Usage: hacker-scoper --file /path/to/targets [--company company | --custom-inscopes-file /path/to/inscopes [--custom-outofcopes-file] /path/to/outofscopes] [--explicit-level INT] [--reuse Y/N] [--chain-mode] [--fire /path/to/firebounty.json]

Usage examples:
  Example: Cat a file, and lookup scopes on firebounty
  cat recon-targets.txt | hacker-scoper -c google

  Example: Cat a file, and use the .inscope & .noscope files
  cat recon-targets.txt | hacker-scoper

  Example: Manually pick a file, lookup scopes on firebounty, and set explicit-level
  hacker-scoper -f recon-targets.txt -c google -e 2

  Example: Manually pick a file, use custom scopes and out-of-scope files, and set explicit-level
  hacker-scoper -f recon-targets.txt -ins inscope -oos noscope.txt -e 2 

Usage notes:
  If no company and no inscope file are specified, hacker-scoper will look for ".inscope" and ".noscope" files in the current or in parent directories.

List of all possible arguments:
  -c, --company string
      Specify the company name to lookup.

  -cstxt, --check-security-txt
      Whether or not we will try to scrape security.txt from all domains and subdomains (Warning: experimental feature.)

  -r, --reuse string
      Reuse previously generated security.txt lists? (Y/N)
	  Only needed if using "-cstxt"

  -f, --file string
      Path to your file containing URLs

  -ins, --inscope-file string
      Path to a custom plaintext file containing scopes

  -oos, --outofcope-file string
      Path to a custom plaintext file containing scopes exclusions

  -e, --explicit-level int
      How explicit we expect the scopes to be:
       1 (default): Include subdomains in the scope even if there's not a wildcard in the scope
       2: Include subdomains in the scope only if there's a wildcard in the scope
       3: Include subdomains in the scope only if they are explicitly within the scope 

  -ch, --chain-mode
      In "chain-mode" we only output the important information.

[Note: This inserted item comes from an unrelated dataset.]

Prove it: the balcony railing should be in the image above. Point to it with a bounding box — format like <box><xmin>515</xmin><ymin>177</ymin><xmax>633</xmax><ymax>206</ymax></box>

No decorations.
	    Default: false
	
  --fire string
      Set this to specify a path for the FireBounty JSON.

  -o, --output string
      Save the inscope urls to a file

  --version
      Show the installed version

The firebounty json is automatically updated every 24hs

list example:

example.com
dev.example.com
1.dev.example.com
2.dev.example.com
ads.example.com
192.168.1.10
192.168.2.10
192.168.2.8

Custom scopes file example:

*.example.com
*.sub.domain.example.com
192.168.1.10
192.168.2.1/24
FE80:0000:0000:0000:0202:B3FF:FE1E:8329
FE80::0202:B3FF:FE1E:8329
FE80::0204:B3FF::/24

Custom out-of-scope file example:

community.example.com
thirdparty.example.com
*.thirdparty.example.com
192.168.2.254
FE80::0202:B3FF:FE1E:8330

F.A.Q

  • Q: How does the "company" scope matching actually work?
    A: It works by looking for company-name matches in a local copy of the firebounty database (firebounty-scope-url_only.json). The company name that you specify will be lowercase'd, and hacker-scoper will check if any company name in the JSON contains that string. Once it finds a name match, it'll filter your URLs according to the scopes that firebounty detected for that company. You can test how this would perform by just searching some name in the firebounty website.

Special thank you

This project was inspired by the yeswehack_vdp_finder

License

All of the code on this repository is licensed under the Creative Commons Attribution-ShareAlike License. A copy can be seen as LICENSE on this repository.